On Singular Holomorphic Foliations with Projective Transverse Structure

Abstract

In this paper we study holomorphic foliations with singularities having a homogeneous transverse structure of projective model (i.e., \(\mathrm{I\!P}SL(2,\mathbb {C})\) model). Our basic situation is the case of a foliation with singularities \(\mathcal F\) on a complex analytic space M of dimension two and the structure exists in the complement of some analytic subset \(S \subset M\) of codimension one. The main case occurs, as we shall see, when the analytic set is invariant by the foliation. We address both, the local and the global cases. This means two basic situations: (i) M is a projective surface (like \(M=\mathbb {C}P (2)\) or \(\overline{\mathbb {C}} \times \overline{\mathbb {C}}\)) and (ii) \(M=(\mathbb {C}^2,0)\) which means the case of germs of foliations at the origin \(0 \in \mathbb {C}^2\), having an isolated singularity at the origin.

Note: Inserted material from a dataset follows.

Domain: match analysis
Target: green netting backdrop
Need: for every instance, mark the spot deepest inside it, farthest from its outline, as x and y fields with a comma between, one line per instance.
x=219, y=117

Our focus is the extension of the structure in a suitable sense. After performing a characterization of the existence of the structure in terms of suitable triples of differential forms, we consider the problem of extension of such structures to the analytic invariant set for germs of foliations and for foliations in complex projective spaces. Basic examples of this situation are given by logarithmic foliations and Riccati foliations. We also study the holonomy of such invariant sets, as a consequence of a strict link between this holonomy and the monodromy of a projective structure. These holonomy groups are proved to be solvable. Our final aim is the classification of such object under some mild conditions on the singularities they exhibit. In this work we perform this classification in the case where the singularities of the foliation are supposed to be non-dicritical and non-degenerate (more precisely, generalized curves). This case, we will see, corresponds to the transversely affine case and therefore to the class of logarithmic foliations. The more general case, which has to do with Riccati foliations, is dealt with by some extension results we prove and evoking results from Loray-Touzet-Vitorio.